France’s “Great National Debate” was launched by President Emmanuel Macron in response to increased protests by “yellow vest” demonstrators demanding drastic changes.
The ongoing “yellow vest” protests have created a huge political challenge for Macron.
“I intend to transform anger into solutions,” he declared in an open letter to the nation in mid-January, referring to the angry anti-Macron protests, which have been taking place every Saturday in Paris and other French cities.
“Your proposals will help build a new contract for the nation,” he promised backe them
The debate has led to 10,000 local meetings, a multitude of online contributions, and 100 hours of presidential talking in public meetings over the past months.
To sum up the debate, Prime Minister Philippe is set to lay out the first wave of conclusions in the presence of ministers, experts and members of the public later on Monday.
A polling firm and three political consultancies have attempted to crunch all the data from the internet, public meetings and 16,000 books which have been left open in mayor’s offices around the country to record grievances.
Insiders in the prime minister’s office have stressed the difficulties of listening to a highly polarized country that looked on the edge of an insurrection in mid-December.
“There are a few things which jump out, but the reality is that there are big disparities in opinion on most subjects,” one of his aides told AFP.

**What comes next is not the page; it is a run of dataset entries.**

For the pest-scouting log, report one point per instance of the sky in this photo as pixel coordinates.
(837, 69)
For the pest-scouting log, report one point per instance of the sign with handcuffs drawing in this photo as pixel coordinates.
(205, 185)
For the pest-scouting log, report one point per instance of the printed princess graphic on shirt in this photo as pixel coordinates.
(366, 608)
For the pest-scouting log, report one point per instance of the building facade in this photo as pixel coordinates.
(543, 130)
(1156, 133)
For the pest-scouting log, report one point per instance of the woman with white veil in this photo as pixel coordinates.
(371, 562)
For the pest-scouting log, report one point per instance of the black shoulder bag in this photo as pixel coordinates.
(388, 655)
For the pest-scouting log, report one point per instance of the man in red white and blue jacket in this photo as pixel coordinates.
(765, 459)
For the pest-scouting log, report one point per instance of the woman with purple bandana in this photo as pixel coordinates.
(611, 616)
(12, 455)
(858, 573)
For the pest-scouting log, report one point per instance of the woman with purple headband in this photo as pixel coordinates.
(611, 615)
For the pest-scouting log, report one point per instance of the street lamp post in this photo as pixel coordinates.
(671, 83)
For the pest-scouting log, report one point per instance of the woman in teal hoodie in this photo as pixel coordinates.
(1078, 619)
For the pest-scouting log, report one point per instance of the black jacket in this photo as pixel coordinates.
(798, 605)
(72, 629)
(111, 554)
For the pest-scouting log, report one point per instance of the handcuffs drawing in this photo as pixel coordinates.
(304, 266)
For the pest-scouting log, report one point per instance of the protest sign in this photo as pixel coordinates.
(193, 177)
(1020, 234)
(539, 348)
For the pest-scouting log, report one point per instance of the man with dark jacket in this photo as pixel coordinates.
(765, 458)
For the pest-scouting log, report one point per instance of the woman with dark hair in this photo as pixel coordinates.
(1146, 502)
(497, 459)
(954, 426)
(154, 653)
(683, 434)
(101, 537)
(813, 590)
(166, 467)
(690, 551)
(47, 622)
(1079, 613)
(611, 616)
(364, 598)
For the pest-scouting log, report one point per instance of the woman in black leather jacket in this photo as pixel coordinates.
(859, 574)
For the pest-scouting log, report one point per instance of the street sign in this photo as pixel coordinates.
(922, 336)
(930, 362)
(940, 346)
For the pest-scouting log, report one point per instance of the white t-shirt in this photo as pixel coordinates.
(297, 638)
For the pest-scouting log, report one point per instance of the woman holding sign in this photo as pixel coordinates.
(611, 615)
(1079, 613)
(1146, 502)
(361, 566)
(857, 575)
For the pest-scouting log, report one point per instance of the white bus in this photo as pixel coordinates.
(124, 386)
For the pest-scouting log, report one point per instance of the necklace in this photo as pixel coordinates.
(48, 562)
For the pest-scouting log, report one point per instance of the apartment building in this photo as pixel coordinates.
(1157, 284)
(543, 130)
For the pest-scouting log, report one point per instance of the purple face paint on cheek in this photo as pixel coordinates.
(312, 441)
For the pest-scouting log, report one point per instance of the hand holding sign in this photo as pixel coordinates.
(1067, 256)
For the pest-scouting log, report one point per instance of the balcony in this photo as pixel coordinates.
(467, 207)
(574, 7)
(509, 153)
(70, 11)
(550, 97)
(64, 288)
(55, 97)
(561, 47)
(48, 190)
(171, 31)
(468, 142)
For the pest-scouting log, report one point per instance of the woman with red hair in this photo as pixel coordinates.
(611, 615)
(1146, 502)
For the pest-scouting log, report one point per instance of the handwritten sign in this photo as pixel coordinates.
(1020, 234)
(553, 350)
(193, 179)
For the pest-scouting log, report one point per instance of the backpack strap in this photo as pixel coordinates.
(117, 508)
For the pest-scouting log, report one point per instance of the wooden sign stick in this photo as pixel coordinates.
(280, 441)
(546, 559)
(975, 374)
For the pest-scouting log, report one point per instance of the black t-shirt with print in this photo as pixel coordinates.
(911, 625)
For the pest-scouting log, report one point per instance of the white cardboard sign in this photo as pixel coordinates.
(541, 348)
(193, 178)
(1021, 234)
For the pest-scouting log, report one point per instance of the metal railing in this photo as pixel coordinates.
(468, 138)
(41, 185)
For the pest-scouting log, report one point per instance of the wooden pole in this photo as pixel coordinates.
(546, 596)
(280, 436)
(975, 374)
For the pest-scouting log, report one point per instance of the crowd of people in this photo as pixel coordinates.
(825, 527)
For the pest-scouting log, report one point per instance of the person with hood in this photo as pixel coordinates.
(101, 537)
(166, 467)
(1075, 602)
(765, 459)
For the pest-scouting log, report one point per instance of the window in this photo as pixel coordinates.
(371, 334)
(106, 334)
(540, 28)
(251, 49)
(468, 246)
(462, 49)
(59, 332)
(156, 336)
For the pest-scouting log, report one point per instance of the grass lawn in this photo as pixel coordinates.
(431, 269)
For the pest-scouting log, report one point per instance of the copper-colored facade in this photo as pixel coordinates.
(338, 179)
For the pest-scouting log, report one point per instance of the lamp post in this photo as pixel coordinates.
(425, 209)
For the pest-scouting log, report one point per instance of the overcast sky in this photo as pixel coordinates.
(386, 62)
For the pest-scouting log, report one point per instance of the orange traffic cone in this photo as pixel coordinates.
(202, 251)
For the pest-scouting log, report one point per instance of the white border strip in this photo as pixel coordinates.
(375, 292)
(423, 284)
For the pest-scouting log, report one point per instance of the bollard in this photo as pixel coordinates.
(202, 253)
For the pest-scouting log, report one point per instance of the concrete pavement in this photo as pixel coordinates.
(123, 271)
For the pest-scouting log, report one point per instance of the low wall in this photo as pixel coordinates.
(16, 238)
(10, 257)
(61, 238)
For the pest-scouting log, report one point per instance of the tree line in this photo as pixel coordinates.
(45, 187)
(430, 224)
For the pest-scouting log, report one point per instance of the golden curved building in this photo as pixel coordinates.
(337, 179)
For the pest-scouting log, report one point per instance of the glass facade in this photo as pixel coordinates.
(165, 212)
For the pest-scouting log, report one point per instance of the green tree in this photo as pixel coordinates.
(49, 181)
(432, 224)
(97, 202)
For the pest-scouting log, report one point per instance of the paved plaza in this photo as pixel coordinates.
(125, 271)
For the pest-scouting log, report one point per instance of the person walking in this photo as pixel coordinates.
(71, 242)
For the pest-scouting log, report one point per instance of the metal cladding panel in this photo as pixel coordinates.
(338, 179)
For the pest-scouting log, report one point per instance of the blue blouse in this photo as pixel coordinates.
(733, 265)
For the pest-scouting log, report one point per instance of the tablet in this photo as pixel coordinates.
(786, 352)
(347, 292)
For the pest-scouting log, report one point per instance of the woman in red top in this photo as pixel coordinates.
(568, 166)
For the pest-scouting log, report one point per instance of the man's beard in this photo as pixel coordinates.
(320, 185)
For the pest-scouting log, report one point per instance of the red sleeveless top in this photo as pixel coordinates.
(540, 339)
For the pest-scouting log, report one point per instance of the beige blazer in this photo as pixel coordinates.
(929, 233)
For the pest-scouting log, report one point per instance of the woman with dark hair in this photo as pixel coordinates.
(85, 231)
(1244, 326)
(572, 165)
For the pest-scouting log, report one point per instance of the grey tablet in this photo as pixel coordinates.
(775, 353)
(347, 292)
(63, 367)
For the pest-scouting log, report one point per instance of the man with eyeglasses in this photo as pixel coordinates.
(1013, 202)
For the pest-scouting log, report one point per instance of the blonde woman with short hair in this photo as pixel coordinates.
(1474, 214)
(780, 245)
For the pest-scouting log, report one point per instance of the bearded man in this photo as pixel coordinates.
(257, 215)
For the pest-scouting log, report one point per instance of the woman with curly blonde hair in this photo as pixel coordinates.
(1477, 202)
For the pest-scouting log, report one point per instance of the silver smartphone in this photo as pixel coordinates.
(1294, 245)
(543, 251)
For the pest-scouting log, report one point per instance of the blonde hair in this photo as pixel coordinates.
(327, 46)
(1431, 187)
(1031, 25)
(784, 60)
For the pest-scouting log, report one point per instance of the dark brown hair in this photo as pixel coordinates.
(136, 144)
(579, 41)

Philippe had said on Friday that the government had listened “to everything that the people had to say, in their great diversity, and sometimes in their great complexity.”
“Nothing will be the same as before,” government spokesman Sibeth Ndiaye insisted on Sunday, underlining how the debate has been billed as a watershed in Macron’s presidency.
Macron is expected to try to turn the feedback into policy changes with a major speech planned in the middle of the month.